Schormann: Symptome sind zum Beispiel, wenn sich jemand zurückzieht und Freundschaften schleifen lässt. Wenn er generell sein Verhalten ändert, auf einmal zum Beispiel viel Alkohol trinkt, um sich zu betäuben. Schwere Depressionen äußern sich häufig in Traurigkeit und Niedergeschlagenheit.

Gibt es auch Fälle, bei denen man gar nichts merkt?

Schormann: Die gibt es auch. Es kann zum Beispiel sein, dass es jemandem vermeintlich besser geht, weil er den Entschluss zur Selbsttötung gefasst hat. Dieser Entschluss gibt ihm Sicherheit und eine neue Perspektive.

Wie kann das Umfeld helfen?

Schormann: Ansprache ist wichtig. Man muss keine Angst haben, dass man so schlafende Hunde weckt. Das Gegenteil ist der Fall. Die Ansprache kann für den Betroffenen eine Brücke sein. Außerdem sollte man denjenigen bitten, zum Hausarzt zu gehen, der ihn dann an die Fachärzte verweist. Zusätzlich kann man den Betroffenen vorschlagen, sich an verschiedene Hilfsangebote zu wenden (siehe „Hilfe für Suizidgefährdete“).

Was können Ärzte tun?

Schormann: Es gibt verschiedene Möglichkeiten, die Therapien sind immer individuell. Sie reichen von Psycho- über Körper- bis hin zu Co-Therapien wie Ergotherapie und Talentförderung im künstlerischen oder musikalischen Bereich. Auch medikamentöse Behandlung ist möglich. Eine wichtige Rolle spielen auch die Angehörigen. Sie sind wichtige Bezugspersonen, können von ihren Erfahrungen berichten. Außerdem zeigt sich, dass auch sie häufig Fragen haben, weil eine große Unsicherheit herrscht. Ärzte können auch als Mediatoren fungieren, wenn es in einer Familie zum Beispiel einen gravierenden Streit gegeben hat.

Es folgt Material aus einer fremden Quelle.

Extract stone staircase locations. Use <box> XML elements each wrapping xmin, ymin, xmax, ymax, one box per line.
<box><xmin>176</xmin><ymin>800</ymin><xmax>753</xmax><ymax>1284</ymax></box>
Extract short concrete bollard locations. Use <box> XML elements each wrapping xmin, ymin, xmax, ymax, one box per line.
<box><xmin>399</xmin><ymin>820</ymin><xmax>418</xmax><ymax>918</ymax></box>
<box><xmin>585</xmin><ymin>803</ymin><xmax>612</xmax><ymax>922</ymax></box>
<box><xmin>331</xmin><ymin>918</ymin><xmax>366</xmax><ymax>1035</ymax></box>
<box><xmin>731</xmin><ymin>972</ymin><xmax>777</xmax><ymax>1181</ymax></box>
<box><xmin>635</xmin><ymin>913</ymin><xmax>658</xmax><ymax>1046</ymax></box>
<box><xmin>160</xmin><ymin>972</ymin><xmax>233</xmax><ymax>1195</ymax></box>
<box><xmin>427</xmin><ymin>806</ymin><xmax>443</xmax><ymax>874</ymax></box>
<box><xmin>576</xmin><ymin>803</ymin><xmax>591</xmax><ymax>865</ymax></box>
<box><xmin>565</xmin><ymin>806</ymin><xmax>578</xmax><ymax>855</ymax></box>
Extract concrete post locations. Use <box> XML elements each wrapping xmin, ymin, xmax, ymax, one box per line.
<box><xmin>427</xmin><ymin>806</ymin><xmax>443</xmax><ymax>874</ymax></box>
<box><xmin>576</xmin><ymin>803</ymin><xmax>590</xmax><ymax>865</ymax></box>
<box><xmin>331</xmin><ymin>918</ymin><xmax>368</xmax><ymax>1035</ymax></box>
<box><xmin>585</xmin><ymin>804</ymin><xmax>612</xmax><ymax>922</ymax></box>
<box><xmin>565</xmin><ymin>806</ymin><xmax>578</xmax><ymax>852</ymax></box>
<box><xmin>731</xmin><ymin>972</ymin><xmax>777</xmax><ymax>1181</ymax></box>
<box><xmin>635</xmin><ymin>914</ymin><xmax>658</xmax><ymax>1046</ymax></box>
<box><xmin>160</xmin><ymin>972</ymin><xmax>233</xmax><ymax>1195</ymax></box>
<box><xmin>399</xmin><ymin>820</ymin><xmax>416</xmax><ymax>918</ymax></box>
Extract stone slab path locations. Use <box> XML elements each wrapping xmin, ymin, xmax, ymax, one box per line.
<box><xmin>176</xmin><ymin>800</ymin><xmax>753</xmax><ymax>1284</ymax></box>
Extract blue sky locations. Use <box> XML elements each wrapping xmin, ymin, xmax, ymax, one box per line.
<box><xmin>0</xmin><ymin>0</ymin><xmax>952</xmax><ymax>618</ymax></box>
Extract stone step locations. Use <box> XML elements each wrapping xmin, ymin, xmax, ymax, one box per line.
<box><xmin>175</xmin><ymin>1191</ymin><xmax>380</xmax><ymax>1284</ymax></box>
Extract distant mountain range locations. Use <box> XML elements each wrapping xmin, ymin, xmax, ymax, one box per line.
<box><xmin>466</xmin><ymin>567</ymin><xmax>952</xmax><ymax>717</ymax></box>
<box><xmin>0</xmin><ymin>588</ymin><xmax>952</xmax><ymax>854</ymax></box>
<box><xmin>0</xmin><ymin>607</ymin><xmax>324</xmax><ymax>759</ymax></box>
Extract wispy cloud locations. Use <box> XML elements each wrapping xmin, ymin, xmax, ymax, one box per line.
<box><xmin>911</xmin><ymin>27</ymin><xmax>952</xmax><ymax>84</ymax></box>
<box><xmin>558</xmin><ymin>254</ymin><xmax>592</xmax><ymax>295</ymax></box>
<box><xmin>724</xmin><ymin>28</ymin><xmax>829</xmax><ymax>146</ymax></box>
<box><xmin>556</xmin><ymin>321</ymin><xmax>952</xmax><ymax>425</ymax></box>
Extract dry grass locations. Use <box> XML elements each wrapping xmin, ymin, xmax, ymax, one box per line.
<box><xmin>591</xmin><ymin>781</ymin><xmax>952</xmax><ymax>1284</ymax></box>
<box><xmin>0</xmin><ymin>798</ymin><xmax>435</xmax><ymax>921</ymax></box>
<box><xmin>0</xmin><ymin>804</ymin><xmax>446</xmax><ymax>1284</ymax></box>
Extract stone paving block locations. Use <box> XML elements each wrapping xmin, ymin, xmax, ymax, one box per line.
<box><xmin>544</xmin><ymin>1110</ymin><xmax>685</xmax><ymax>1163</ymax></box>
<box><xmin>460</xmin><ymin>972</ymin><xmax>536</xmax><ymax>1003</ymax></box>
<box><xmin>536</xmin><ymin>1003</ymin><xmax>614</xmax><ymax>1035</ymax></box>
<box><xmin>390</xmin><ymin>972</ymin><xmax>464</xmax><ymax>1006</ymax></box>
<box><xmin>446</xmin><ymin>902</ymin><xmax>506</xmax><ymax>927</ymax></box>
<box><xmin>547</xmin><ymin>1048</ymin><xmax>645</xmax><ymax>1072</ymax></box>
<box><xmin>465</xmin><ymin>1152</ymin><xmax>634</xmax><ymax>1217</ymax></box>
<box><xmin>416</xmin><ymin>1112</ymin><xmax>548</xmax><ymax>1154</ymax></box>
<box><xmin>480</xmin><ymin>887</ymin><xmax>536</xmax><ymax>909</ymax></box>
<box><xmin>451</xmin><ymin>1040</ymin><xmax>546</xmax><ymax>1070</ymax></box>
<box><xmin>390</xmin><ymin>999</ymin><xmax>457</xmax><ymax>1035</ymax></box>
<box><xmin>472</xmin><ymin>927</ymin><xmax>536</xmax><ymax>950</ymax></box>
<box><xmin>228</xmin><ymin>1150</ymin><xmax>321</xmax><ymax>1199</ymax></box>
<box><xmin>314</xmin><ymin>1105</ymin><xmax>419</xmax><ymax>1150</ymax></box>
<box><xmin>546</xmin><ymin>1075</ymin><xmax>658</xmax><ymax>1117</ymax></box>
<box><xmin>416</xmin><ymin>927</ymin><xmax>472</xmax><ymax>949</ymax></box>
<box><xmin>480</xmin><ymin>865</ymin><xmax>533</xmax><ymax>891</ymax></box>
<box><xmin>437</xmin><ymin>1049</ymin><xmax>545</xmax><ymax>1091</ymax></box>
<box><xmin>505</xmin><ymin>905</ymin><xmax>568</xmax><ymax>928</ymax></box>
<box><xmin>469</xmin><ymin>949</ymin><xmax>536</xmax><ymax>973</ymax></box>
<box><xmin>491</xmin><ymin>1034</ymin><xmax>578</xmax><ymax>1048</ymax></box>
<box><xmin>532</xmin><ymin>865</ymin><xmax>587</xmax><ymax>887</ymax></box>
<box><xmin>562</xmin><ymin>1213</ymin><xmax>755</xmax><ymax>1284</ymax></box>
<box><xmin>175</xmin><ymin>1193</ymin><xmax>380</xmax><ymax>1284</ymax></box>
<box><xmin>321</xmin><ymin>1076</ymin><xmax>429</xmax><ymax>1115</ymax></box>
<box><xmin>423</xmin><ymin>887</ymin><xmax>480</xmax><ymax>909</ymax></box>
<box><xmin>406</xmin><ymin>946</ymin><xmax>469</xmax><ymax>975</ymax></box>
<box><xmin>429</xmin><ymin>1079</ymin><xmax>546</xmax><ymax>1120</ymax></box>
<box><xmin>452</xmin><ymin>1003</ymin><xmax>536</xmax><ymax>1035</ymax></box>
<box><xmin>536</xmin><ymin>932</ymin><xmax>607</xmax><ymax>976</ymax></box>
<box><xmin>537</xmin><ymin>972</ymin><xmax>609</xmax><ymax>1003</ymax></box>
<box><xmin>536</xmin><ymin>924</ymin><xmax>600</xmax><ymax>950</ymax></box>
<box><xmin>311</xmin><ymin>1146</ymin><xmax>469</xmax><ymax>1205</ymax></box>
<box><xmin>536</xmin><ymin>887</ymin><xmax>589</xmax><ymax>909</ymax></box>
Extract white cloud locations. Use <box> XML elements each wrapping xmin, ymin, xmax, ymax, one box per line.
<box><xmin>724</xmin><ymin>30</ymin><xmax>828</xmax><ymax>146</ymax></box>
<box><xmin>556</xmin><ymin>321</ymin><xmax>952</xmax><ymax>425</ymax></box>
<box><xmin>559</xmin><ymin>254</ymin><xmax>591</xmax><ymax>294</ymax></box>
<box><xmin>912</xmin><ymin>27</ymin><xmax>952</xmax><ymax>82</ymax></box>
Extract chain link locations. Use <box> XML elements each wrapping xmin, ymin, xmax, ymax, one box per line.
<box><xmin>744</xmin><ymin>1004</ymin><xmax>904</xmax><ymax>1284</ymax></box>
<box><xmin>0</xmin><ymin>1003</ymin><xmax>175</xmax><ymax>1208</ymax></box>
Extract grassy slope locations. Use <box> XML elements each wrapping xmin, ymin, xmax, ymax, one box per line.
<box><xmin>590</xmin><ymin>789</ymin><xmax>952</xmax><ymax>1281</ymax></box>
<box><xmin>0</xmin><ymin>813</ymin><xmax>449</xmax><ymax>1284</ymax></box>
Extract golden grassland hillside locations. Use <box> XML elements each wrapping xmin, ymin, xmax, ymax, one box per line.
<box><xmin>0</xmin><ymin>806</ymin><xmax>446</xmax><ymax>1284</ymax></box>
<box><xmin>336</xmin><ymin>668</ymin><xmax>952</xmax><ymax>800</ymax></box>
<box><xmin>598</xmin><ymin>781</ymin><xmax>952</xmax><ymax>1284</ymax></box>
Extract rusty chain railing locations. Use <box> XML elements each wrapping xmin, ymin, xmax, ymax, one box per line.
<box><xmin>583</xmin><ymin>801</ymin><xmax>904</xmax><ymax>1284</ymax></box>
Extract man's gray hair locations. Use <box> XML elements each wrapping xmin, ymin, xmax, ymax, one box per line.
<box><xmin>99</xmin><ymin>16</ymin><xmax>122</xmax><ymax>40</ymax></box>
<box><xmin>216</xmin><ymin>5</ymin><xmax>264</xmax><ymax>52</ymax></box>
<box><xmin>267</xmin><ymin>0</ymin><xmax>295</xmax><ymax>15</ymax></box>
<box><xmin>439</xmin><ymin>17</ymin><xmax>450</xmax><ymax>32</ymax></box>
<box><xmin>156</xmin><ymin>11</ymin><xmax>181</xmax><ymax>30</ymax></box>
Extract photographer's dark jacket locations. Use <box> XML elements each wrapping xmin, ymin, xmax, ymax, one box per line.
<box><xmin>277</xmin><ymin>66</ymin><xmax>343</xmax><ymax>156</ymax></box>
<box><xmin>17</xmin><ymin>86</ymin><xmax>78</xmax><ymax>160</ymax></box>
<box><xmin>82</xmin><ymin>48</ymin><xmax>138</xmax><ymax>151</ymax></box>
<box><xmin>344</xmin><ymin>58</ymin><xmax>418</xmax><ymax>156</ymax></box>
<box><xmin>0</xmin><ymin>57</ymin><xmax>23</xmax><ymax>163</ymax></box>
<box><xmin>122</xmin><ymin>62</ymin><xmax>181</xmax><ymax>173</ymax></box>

Nehmen sich viele Menschen das Leben?

Schormann: Es sterben mehr Menschen durch Suizid als im Straßenverkehr. Verkehrstote gibt es ungefähr 3000 pro Jahr, Suizide zwischen 10 000 und 15 000. Hinzu kommt die Dunkelziffer.

Sind es mehr geworden?

Schormann: Es ist wissenschaftlich nicht erwiesen, ob unser modernes Leben, das dichter und engmaschiger geworden ist, einen Einfluss hat. Vermutlich ist es aber schon so. Positiv ist zu bemerken, dass durch Prominente wie Robert Enke, die an schweren Depressionen leiden und sich das Leben nehmen, das Thema in den Mittelpunkt rückt. Die Bevölkerung achtet mehr darauf, Hausärzte sind sensibilisiert. Außerdem gibt es in verschiedenen Städten, so auch in Bonn, mittlerweile Bündnisse gegen Depressionen. Dort erfahren Betroffene, wo es Hilfe gibt.

Gibt es „den Selbstmörder“?

Schormann: Nein. Männer und Frauen sind gleichermaßen betroffen, es ist auch jedes Alter, jede Schicht betroffen. Suizidalität im Alter spielt allerdings eine besondere Rolle, da die Stressfaktoren zunehmen. Beispiele sind Einsamkeit und Gebrechlichkeit.